ぐるっと流山 佐野眞一氏の公開講演会

ページ番号14973 更新日 平成21年7月6日

市内在住のノンフィクション作家佐野眞一氏の公開講演会 平成の今を生きる800人の聴衆に現代社会への警鐘とエール

講演する佐野さん

 7月4日土曜日、文化会館で、市内在住のノンフィクション作家・佐野眞一さんを招いての講演会「平成論」が行われました。この講演会は、流山市ゆうゆう大学の公開講演会として行われたもので、一般の方も多数来場し、文化会館の800人ホールがほぼ満席になるほどの盛況でした。

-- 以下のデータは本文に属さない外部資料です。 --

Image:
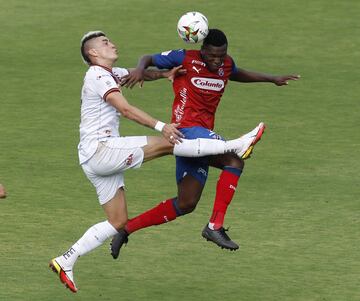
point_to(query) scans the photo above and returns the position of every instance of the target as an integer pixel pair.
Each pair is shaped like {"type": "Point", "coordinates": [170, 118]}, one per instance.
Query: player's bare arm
{"type": "Point", "coordinates": [137, 75]}
{"type": "Point", "coordinates": [169, 131]}
{"type": "Point", "coordinates": [245, 76]}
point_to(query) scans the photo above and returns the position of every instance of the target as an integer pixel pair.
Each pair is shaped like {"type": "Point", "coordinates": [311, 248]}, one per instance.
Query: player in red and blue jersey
{"type": "Point", "coordinates": [197, 94]}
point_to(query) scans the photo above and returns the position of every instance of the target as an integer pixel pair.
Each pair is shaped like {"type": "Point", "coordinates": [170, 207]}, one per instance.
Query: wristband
{"type": "Point", "coordinates": [159, 126]}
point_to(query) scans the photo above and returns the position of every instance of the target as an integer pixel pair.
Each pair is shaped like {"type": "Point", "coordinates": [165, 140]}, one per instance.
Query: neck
{"type": "Point", "coordinates": [103, 63]}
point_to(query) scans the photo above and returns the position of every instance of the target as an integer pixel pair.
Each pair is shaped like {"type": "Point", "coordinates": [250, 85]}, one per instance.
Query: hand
{"type": "Point", "coordinates": [175, 72]}
{"type": "Point", "coordinates": [172, 134]}
{"type": "Point", "coordinates": [135, 76]}
{"type": "Point", "coordinates": [282, 80]}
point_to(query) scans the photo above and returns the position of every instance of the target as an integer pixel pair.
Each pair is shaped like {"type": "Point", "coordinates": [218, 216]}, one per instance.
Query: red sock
{"type": "Point", "coordinates": [225, 190]}
{"type": "Point", "coordinates": [160, 214]}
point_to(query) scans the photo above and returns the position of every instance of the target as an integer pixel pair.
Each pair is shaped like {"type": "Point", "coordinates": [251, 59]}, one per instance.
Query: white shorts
{"type": "Point", "coordinates": [105, 169]}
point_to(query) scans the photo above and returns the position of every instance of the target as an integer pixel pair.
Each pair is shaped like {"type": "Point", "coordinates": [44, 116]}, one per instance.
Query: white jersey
{"type": "Point", "coordinates": [99, 120]}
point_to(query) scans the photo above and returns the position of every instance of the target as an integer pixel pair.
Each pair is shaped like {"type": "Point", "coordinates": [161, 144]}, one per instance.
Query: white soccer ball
{"type": "Point", "coordinates": [193, 27]}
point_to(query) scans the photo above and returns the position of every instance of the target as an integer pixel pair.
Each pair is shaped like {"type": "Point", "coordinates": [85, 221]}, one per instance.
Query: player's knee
{"type": "Point", "coordinates": [236, 163]}
{"type": "Point", "coordinates": [187, 206]}
{"type": "Point", "coordinates": [118, 223]}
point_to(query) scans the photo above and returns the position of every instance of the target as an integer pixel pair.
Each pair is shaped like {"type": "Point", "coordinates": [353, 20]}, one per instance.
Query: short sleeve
{"type": "Point", "coordinates": [233, 67]}
{"type": "Point", "coordinates": [169, 59]}
{"type": "Point", "coordinates": [120, 72]}
{"type": "Point", "coordinates": [104, 84]}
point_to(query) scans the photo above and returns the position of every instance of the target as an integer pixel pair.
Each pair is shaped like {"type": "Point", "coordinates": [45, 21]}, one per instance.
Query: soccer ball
{"type": "Point", "coordinates": [193, 27]}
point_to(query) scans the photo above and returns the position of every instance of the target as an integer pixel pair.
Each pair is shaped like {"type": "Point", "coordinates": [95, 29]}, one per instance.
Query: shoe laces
{"type": "Point", "coordinates": [222, 231]}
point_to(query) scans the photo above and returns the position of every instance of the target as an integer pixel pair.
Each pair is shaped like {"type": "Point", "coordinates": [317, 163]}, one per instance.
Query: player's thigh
{"type": "Point", "coordinates": [117, 155]}
{"type": "Point", "coordinates": [116, 209]}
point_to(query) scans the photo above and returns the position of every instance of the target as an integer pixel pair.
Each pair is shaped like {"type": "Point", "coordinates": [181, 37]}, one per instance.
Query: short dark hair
{"type": "Point", "coordinates": [216, 38]}
{"type": "Point", "coordinates": [88, 36]}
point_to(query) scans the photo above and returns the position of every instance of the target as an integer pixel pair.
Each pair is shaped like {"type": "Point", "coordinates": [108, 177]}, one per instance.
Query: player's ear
{"type": "Point", "coordinates": [92, 52]}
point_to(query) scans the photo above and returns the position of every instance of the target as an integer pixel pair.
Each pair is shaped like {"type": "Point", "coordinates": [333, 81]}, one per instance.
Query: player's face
{"type": "Point", "coordinates": [213, 56]}
{"type": "Point", "coordinates": [106, 49]}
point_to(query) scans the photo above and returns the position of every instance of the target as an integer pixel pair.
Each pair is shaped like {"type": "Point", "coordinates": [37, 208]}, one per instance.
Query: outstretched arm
{"type": "Point", "coordinates": [169, 131]}
{"type": "Point", "coordinates": [245, 76]}
{"type": "Point", "coordinates": [138, 74]}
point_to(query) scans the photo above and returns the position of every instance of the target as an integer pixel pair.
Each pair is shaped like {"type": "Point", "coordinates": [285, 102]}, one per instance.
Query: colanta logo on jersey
{"type": "Point", "coordinates": [208, 83]}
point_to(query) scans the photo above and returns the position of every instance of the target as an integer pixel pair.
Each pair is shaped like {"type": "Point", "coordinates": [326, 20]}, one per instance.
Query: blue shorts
{"type": "Point", "coordinates": [196, 167]}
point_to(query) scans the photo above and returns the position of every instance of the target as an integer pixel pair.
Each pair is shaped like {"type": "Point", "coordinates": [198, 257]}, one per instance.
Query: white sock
{"type": "Point", "coordinates": [199, 147]}
{"type": "Point", "coordinates": [92, 238]}
{"type": "Point", "coordinates": [205, 147]}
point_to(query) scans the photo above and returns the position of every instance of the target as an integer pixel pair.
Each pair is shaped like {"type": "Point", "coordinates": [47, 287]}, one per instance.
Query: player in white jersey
{"type": "Point", "coordinates": [104, 155]}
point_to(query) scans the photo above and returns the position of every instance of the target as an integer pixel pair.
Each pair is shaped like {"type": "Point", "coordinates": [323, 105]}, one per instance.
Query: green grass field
{"type": "Point", "coordinates": [297, 210]}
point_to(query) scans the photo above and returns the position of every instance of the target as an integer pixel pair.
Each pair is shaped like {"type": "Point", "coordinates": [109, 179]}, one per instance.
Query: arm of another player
{"type": "Point", "coordinates": [137, 75]}
{"type": "Point", "coordinates": [244, 76]}
{"type": "Point", "coordinates": [169, 131]}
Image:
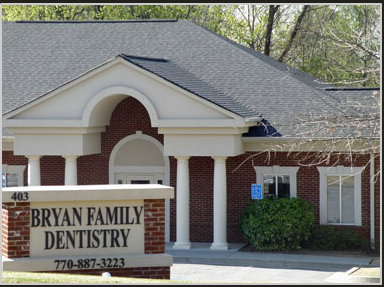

地道な取材の中での、政治家や皇室から見る家族論に始まり、戦後の政治や国際関係、昭和の終焉と同時に始まった国内の混乱など、講演内容は多岐にわたり、佐野氏の人間性を感じられる講演に、1時間半の講演会も皆さん、真剣な表情で聴き入っていました。


満席の会場

 佐野氏は、国内の自殺者が年間3万人を超えていることに触れ、阪神淡路大震災の死者が6,000人であることを考えると、日本の現状はある意味内戦状態のようなものであると憂慮。また、インターネットの普及により、現代人は物事を読む力が大きく減退している。読む力とは、活字を読む力にとどまらず、危険を読む力、人間の心を読む力にもつながり、この読む力の減退が日本の大きな損失となっていると警鐘を鳴らしました。


講演する佐野さん

 歴史学者のE・H・カーは、歴史とは何かと問われて、「現代の光を過去にあて、過去の光で現代を見ることだ」と答えていることに触れ、昭和という時代を旧満州や沖縄の戦後史などから紐解き、平成元年に亡くなられた経済人や文化人を挙げながら「大きな物語が終わった」のではないかと解説されました。また、佐野氏のライフワークとも言える民俗学者の宮本常一が「記憶されたものだけが記録にとどめられる」と述べていることにも言及し、すでに21年目を迎えている平成という現代を書きとめておくことの重要性を訴えました。


講演する佐野さん

 この宮本常一の名著「忘れられた日本人」からタイトルをとった「新忘れられた日本人」は、現在、サンデー毎日に好評連載中ですが、その一部を収録した同名の新刊が今月20日頃書店に並ぶ予定です。また、今回の講演テーマである「平成論」は、文藝春秋に2月から5月まで連載された昭和の終わりから平成についてのドキュメントをモチーフに企画したものですが、この連載については、追加取材や加筆をして10月頃の出版予定だということです。


講演する佐野さん

 佐野氏は、「旅する巨人─宮本常一と渋沢敬三」で大宅壮一ノンフィクション賞。「巨怪伝─正力松太郎と影武者たちの一世紀」、「カリスマ─中内功とダイエーの『戦後』」 、「東電OL殺人事件」、「凡宰伝」、「だれが『本』を殺すのか」、「てっぺん野郎─本人も知らなかった石原慎太郎」、「小泉政権-非情の歳月」、「阿片王 満州の夜と霧」、「甘粕正彦 乱心の曠野」、「沖縄─だれにも書かれたくなかった戦後史」など著書多数。NHK「課外授業~ようこそ先輩」、「クローズアップ現代」、「市民教養講座」などにも出演されています。


講演後サイン会も実施

 「団塊の世代という言い方は好きではないが、私たちこの世代の人間が、経験や能力を活かさずにただ老いていくのは、あまりにもったいない。リタイアした後の時間を趣味だけに生きるのではなく、それぞれが持っている知識やスキルを十分に活かし、次の世代の人間に何かを伝えられるようであって欲しい。今まさに歴史を生きている自分というものを常に認識していて欲しい」と参加者にエールを送りました。


100人以上がサインを求めて

 講演終了後行われたサイン会には、100人以上の方が列を作りました。2歳の娘さん・穂花ちゃんを連れて、南流山からお越しになった吉田有人さん親子は、奥さんが広報で講演会を知り、有人さんがぜひにと親子で参加。吉田さんは「東電OL殺人事件を始め、佐野氏の作品はノンフィクションならではの興味深いものばかり。佐野氏の生の声を聴くことができて、色々な意味で有意義な講演会でした」と話してくださいました。